On Behalf of | Jul 25, 2011 | Brain Injury

We have written a few posts about the brain injuries professional players may face when they suffer too many blows to the head. You may remember one post last April which described the mental health problems an NFL player struggled with after retiring from football.

Sadly, he is not the only person to suffer a brain injuries after hitting his head too many times during games or practice. In fact, the problem has become so rampant that 75 former NFL players are suing the NFL, claiming that the league intentionally hid information about brain injuries from players for more than 90 years.

According to the lawsuit, “the NFL knew as early as the 1920s of the harmful effects on a player’s brain” when he suffered a concussion.

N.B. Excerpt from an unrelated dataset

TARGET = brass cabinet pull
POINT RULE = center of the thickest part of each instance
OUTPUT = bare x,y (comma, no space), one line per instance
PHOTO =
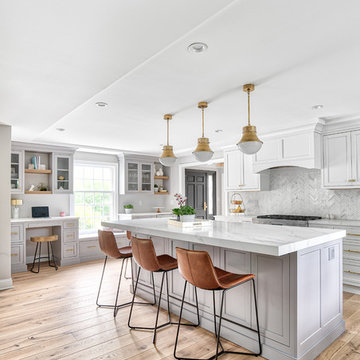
351,272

The lawsuit also states that the NFL “concealed these facts from coaches, trainers, players and the public” until June of 2010.

Because of the serious impact brain injuries can have on a person’s emotional health, attitude and disposition, many of the players who are named in the lawsuit are also listing their wives as co-plaintiffs. The lawsuit also alleges that the NFL denied that multiple concussions can affect memory and cause dementia and chronic traumatic encephalopathy (CTE).

CTE is a degenerative brain condition that shrinks brain tissue and can cause memory loss, depression, impulsive behavior and rage. The deaths of two players – Dave Duerson and Chris Henry – both died from complications of CTE.

Although each of the 75 players in the lawsuit has suffered injuries from multiple concussions, they are also suing the NFL for another reason. In 1994, the NFL authorized a study which concluded that there was “no evidence of worsening injury or chronic cumulative effects” from multiple concussions.